Her new initiative, LA4LA, asks private, business and philanthropic leaders to help the city buy properties and speed up housing.

“LA4LA can be a sea change for Los Angeles, an unprecedented partnership to confront this emergency, an example of disrupting the status quo to build a new system to save lives,” Bass said.

Monday’s speech comes as the mayor prepares to release her budget for the fiscal year starting July 1.

The city budget is under serious financial pressure, triggered in part by lower-than-expected tax revenues and higher salary costs. The increased spending on city employees stems, in part, from a salary agreement negotiated by Bass with the union that represents Los Angeles police officers.

That contract will provide four raises over a four-year period and give officers new retention bonuses to ensure that they do not leave for jobs with other law enforcement agencies. The deal also hikes officers’ starting pay by 13%, taking it up to about $86,000 annually.

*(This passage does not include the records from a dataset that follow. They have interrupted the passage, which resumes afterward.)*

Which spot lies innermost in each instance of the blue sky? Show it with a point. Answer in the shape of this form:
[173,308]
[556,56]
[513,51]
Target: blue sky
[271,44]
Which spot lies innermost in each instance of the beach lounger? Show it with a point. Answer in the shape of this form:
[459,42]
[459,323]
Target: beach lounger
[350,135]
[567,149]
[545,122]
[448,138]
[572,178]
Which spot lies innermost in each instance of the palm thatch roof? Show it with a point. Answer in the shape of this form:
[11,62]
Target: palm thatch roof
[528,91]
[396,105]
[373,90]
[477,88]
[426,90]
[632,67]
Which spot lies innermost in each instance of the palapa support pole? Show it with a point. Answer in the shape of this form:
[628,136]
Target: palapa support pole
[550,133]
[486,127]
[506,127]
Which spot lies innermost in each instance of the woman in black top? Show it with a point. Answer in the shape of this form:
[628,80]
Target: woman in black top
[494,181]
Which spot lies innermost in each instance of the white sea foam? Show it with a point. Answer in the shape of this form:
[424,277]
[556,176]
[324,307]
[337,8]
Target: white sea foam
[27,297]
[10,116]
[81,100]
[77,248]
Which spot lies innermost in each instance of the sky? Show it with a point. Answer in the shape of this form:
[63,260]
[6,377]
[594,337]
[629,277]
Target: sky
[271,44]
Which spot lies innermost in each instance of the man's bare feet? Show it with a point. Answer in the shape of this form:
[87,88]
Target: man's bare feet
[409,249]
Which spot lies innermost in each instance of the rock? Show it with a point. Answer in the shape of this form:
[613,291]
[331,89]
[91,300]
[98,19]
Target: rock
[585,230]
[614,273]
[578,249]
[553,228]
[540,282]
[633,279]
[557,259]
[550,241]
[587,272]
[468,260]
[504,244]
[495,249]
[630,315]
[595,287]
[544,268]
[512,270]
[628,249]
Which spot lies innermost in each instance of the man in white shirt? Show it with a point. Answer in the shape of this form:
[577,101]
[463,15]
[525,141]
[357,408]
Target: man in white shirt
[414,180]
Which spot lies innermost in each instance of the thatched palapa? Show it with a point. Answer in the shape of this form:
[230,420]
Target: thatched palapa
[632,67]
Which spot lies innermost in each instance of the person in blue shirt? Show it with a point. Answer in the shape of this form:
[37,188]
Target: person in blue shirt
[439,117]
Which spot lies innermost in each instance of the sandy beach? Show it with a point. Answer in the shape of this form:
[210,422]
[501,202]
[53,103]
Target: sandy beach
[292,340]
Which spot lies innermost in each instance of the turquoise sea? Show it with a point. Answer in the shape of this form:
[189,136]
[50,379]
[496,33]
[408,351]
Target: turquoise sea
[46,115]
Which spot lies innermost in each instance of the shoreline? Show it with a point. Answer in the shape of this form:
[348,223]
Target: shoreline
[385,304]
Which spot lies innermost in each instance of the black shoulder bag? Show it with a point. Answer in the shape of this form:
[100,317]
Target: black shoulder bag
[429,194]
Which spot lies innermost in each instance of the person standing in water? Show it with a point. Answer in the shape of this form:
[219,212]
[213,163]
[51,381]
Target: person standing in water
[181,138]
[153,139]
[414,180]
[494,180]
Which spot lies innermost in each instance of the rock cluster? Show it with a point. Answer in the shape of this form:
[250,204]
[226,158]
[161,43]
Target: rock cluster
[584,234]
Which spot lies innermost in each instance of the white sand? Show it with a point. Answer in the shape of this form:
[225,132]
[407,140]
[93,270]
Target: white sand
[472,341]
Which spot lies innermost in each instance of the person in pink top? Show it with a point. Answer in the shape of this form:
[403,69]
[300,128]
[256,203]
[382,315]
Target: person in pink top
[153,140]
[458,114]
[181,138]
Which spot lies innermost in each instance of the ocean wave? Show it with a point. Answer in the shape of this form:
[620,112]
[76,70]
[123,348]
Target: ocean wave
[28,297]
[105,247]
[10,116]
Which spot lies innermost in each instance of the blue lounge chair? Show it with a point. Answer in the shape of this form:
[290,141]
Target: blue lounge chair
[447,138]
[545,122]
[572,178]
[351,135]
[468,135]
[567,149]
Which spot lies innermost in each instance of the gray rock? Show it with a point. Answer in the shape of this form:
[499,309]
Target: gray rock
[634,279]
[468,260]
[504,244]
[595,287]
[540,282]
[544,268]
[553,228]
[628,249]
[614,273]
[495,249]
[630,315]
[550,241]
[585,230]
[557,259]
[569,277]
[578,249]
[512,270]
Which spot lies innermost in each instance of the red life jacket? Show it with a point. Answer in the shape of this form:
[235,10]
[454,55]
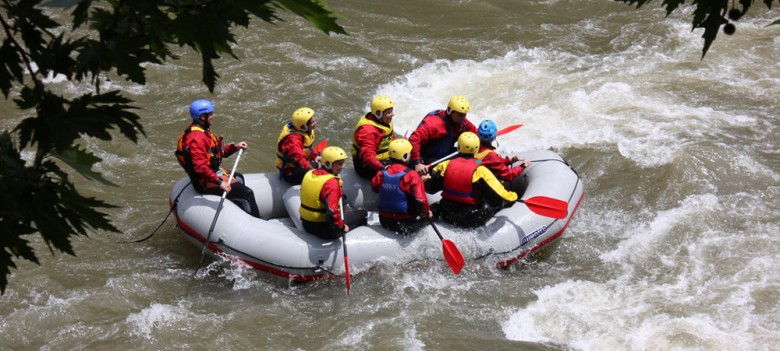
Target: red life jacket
[185,158]
[457,185]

On Wednesday, the City Council is scheduled to vote on another package of employee pay hikes negotiated by Bass — this time with thousands of civilian employees. Those agreements are expected to add $1 billion to the annual budget by 2028.

To free up money for the pay increases, Bass is pushing for the elimination of hundreds of vacant city jobs. Those positions, she said during Monday’s speech, “do not fill potholes, sweep streets or staff parks.”

“Too many of these vacant positions have been there for years and years because of flawed budgeting that does not reflect how departments should actually operate,” she said. “So this year, we will eliminate these ghost positions, while we preserve core services — and we will continue to strategically hire based on real life.”

Bass also defended the city’s new contract with the police union, saying it has led to an increase in applicants hoping to join the Los Angeles Police Department.

Bass is still far from her goal of having an LAPD with 9,500 officers. Last month, the Board of Police Commissioners received a report showing that the department was at 8,888.